Sunday, May 31, 2009

Ethical Hacking

A practitioner of ethical hacking writes a great overview of the ethical hacking process and how companies can get the most out of it. The article appears in the May issue of the Information Systems Security Association Journal.

Monday, May 25, 2009

White House Disk Lost

A portable hard drive containing private information of members of the Clinton White House has been reported lost. Ironically, the drive was being used to re-copy the information to safeguard it against loss.

It is yet another example of the use of removable media to store sensitive data. And it would appear that the data was not encrypted.

The case illustrates once again the risks associated with the use of portable media to store data. Where such use is necessary, appropriate precautions should be takem, principally encryption.

There is an article on the data loss at eSecurity Planet and a Q&A at the National Archives site.

Saturday, May 23, 2009

Web 2.0 - The Security Challenges
by Gerald Trites

Web 2.0 applications, like facebook, twitter, blogs, wikis and the like have been infiltrating into corporate systems, much to the dismay of the security administrators. Conflict between content availability and security is an old issue, but Web 2.0 has brought a whole new meaning to the difficulties being faced by the administrators.

One of the issues is that facebook originated as a medium of personal interaction. It was never intended for, nor initially used as, a means of business interaction. So one of the trends happening is that there is a growing mixture of personal and business life in the use of social media at work. This of course also concerns the employers.

But it's a trend that one can find in many areas of modern life and points to a deeper issue. The lines between personal and business life are becoming increasingly blurred. People work at home and at the office. They text personal messages during the day and it doesn't matter whether they are supposed to be working or not. There are new management issues here for employers, and new management techniques are required.

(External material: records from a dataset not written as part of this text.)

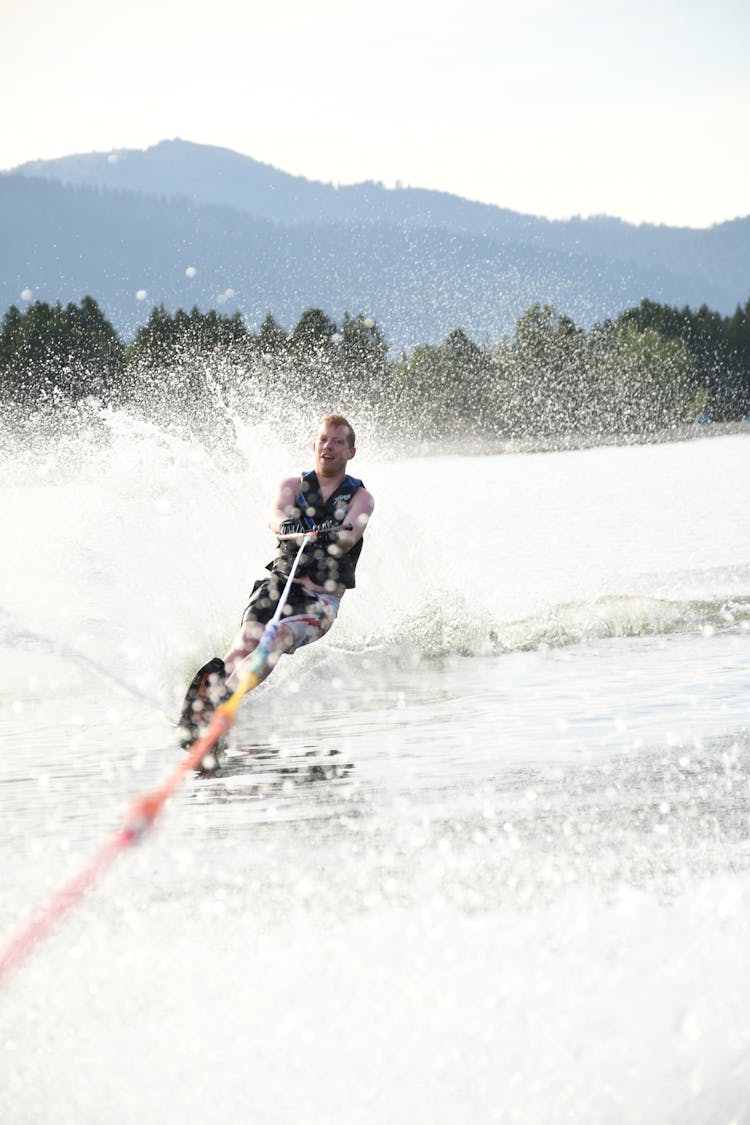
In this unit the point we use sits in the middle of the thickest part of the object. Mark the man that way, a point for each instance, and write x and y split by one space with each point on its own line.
325 498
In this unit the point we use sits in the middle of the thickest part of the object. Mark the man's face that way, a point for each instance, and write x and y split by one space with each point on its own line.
332 450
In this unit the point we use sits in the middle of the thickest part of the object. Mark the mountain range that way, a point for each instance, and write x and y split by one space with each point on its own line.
183 224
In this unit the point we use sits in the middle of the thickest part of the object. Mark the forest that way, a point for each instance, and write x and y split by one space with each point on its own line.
652 368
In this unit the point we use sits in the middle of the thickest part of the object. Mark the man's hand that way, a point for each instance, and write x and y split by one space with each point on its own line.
326 532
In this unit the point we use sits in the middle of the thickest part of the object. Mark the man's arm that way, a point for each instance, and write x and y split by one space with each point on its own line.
359 514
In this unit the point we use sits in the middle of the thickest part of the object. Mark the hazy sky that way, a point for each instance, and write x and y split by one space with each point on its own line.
634 108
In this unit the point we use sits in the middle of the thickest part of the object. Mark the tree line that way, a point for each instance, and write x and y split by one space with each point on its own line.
653 367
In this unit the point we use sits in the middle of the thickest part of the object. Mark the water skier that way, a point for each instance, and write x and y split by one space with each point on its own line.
327 500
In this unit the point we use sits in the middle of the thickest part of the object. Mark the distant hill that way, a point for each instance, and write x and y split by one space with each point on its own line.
421 262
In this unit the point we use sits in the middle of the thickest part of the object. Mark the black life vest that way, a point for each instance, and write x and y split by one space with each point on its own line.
321 561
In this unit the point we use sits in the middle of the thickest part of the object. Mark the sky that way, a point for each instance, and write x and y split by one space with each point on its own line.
639 109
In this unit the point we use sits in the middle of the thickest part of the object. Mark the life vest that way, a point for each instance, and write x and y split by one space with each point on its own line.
319 563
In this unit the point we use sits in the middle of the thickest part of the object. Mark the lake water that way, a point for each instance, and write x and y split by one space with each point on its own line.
480 855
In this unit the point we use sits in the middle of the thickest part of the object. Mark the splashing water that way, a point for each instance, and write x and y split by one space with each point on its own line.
481 854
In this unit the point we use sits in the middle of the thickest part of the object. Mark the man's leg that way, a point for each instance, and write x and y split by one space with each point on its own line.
238 658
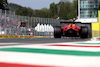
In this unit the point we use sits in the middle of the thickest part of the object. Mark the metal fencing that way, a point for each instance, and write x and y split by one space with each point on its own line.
10 24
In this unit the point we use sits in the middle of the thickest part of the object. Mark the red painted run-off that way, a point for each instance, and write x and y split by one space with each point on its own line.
22 65
75 46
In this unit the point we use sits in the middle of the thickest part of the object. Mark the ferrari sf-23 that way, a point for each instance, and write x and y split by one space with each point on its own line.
71 29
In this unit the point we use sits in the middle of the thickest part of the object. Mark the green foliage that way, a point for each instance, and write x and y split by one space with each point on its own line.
3 4
64 10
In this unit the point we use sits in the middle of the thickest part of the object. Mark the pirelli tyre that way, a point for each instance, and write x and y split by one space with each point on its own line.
84 32
57 32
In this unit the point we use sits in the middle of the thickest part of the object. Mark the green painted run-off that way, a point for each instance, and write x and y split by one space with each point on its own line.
51 51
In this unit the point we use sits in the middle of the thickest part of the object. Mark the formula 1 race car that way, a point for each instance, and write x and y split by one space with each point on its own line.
71 29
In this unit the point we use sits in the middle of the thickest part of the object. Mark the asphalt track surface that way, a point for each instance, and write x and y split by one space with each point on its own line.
41 40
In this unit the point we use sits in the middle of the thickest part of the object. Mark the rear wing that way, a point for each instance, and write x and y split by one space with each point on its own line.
70 22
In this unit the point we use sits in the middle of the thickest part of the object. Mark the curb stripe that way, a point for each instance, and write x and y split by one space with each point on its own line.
21 65
51 51
88 43
76 46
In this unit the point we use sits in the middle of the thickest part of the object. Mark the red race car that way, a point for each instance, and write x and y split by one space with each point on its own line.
71 29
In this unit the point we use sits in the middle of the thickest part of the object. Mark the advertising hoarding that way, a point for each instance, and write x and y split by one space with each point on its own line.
88 11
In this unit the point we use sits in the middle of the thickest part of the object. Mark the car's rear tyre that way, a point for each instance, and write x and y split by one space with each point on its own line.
84 32
57 32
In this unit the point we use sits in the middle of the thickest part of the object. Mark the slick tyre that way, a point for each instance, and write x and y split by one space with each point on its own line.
57 32
84 32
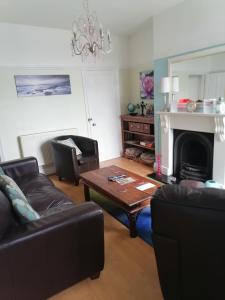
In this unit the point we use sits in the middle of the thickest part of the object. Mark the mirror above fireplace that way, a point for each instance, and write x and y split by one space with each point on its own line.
201 74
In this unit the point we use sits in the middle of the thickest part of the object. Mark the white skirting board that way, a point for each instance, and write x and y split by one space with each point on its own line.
1 153
39 146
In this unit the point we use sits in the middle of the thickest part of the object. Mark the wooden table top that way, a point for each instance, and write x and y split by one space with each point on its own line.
126 194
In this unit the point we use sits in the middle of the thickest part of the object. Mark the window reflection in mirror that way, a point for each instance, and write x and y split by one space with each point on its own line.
201 78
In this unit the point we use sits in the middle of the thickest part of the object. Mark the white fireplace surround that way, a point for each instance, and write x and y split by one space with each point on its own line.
198 122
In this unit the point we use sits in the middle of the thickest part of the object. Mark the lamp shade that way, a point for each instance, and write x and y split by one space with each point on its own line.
165 85
175 84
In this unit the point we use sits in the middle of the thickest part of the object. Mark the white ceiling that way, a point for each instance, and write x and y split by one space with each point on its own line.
121 16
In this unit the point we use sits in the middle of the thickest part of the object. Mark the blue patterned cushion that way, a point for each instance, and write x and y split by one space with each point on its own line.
19 202
1 171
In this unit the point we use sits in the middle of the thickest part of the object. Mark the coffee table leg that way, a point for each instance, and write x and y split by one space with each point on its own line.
86 192
132 221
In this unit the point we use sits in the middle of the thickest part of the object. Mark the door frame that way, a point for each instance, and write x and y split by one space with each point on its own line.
84 70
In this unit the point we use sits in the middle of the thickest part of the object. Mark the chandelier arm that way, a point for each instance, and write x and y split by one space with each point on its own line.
88 36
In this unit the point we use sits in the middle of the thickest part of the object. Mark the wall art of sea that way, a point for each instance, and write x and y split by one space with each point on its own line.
42 85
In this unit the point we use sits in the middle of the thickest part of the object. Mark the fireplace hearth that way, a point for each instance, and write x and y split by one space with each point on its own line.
193 155
212 124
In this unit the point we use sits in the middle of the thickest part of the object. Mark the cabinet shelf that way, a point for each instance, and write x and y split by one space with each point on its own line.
135 130
138 133
138 145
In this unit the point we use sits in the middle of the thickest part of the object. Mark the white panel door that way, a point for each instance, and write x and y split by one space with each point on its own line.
103 111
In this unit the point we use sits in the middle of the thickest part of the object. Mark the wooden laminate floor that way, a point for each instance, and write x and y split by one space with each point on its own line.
130 269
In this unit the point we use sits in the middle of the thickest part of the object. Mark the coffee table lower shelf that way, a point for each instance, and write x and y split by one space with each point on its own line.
132 212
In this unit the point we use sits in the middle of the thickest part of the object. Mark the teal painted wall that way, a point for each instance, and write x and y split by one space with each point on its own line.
161 70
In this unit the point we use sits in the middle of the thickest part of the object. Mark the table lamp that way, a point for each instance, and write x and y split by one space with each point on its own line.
165 89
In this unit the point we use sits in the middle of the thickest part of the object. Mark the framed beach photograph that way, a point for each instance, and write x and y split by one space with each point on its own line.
42 85
147 85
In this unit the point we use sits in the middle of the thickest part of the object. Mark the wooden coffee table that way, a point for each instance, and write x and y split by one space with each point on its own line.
127 196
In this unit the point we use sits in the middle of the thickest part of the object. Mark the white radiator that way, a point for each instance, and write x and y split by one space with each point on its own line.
38 145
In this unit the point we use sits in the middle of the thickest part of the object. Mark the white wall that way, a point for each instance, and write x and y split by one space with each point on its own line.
35 50
140 55
191 25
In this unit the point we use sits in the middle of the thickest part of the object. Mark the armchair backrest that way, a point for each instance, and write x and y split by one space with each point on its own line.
189 242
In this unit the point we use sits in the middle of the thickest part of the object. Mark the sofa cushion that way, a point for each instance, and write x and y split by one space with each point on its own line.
1 171
5 215
19 202
29 184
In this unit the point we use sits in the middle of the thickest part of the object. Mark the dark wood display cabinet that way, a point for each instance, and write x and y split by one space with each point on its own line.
138 132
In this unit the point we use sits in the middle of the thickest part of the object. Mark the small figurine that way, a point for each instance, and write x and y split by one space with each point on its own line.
142 105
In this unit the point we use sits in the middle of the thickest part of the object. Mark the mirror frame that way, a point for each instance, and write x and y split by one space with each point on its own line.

From a security point of view, administrators are facing a losing battle in many respects. They cannot stop the incursion of social media into the office. Nor can they really control the content. They could, perhaps, but the cost would be very high, both financially and in terms of employee morale and pushback. The development of specific business oriented applications could help, but would not necessarily gain acceptance. It's a scenario that is yet to play out to a conclusion.

Thursday, May 21, 2009

Browser Insecurity

Common sense tells most of us not to do functions like online banking when on a wireless system while travelling. A research team at Microsoft has uncovered a set of unexpected reasons to support this caution. They determined that most browsers have flaws in their communications protocols when connected through a proxy, such as happens when a wireless network is being used. Their conclusion is that significant improvements are needed in browser connections. This finding has serious implications for system security and for corporate security policy, especially for travelling road warriors.
The research is reported at this website.

Thursday, May 7, 2009

Cloud Computing and Moving Data
by Gerald Trites

There continues to be progress in the Cloud Computing arena, with a new application recently out, called Cloudkick, which enables the movement of data between Cloud applications run by different vendors, such as Amazon and Google. This will address one of the big concerns that many companies have, that is having their data tied up with one company. This means there can be a stronger element of competition in the Cloud, which is presently dominated by Amazon, Google and Microsoft.

The other side of the coin, however, is that the easy movement of data may complicate the control issues that have dominated IT management with regard to the movement of data across organizations, between applications and between companies. Also, data has moved on different platforms, notably small mobile devices, amaking it very difficult to avoid occasional data loss and the resultant privacy concerns. This movement of data has also given rise to the issues of data level security and data level assurance.

It's nice to be able to move data around, for sure, but IT security administrators have to be cognizaant of the risks involved, and address them appropriately.

Friday, May 1, 2009

Accenture has published a white paper to outline how the financial indistry should respond to the financial crisis, based on possible ouitcomes of the London G20 Summit held in April, 2009. Among their suggestions, and a theme that runs through the report, is an emphasis on risk management designed to protect revenues. This in itself is not remarkable, but they go further and emphasize that risk management must be treated as an integral part of the organizational management, and not as just a compliance function. This would entail organizational and cultural changes in the banks, but changes that would place a greater role on risk management in ongoing strategic and managerial decisions. It's a good sound paper, that also provides a number of examples of sound risk management by banks in other (non US) countries, including Canada, whose financial system has weathered the crisis more successfully. The white paper is downloadable from the Accenture site.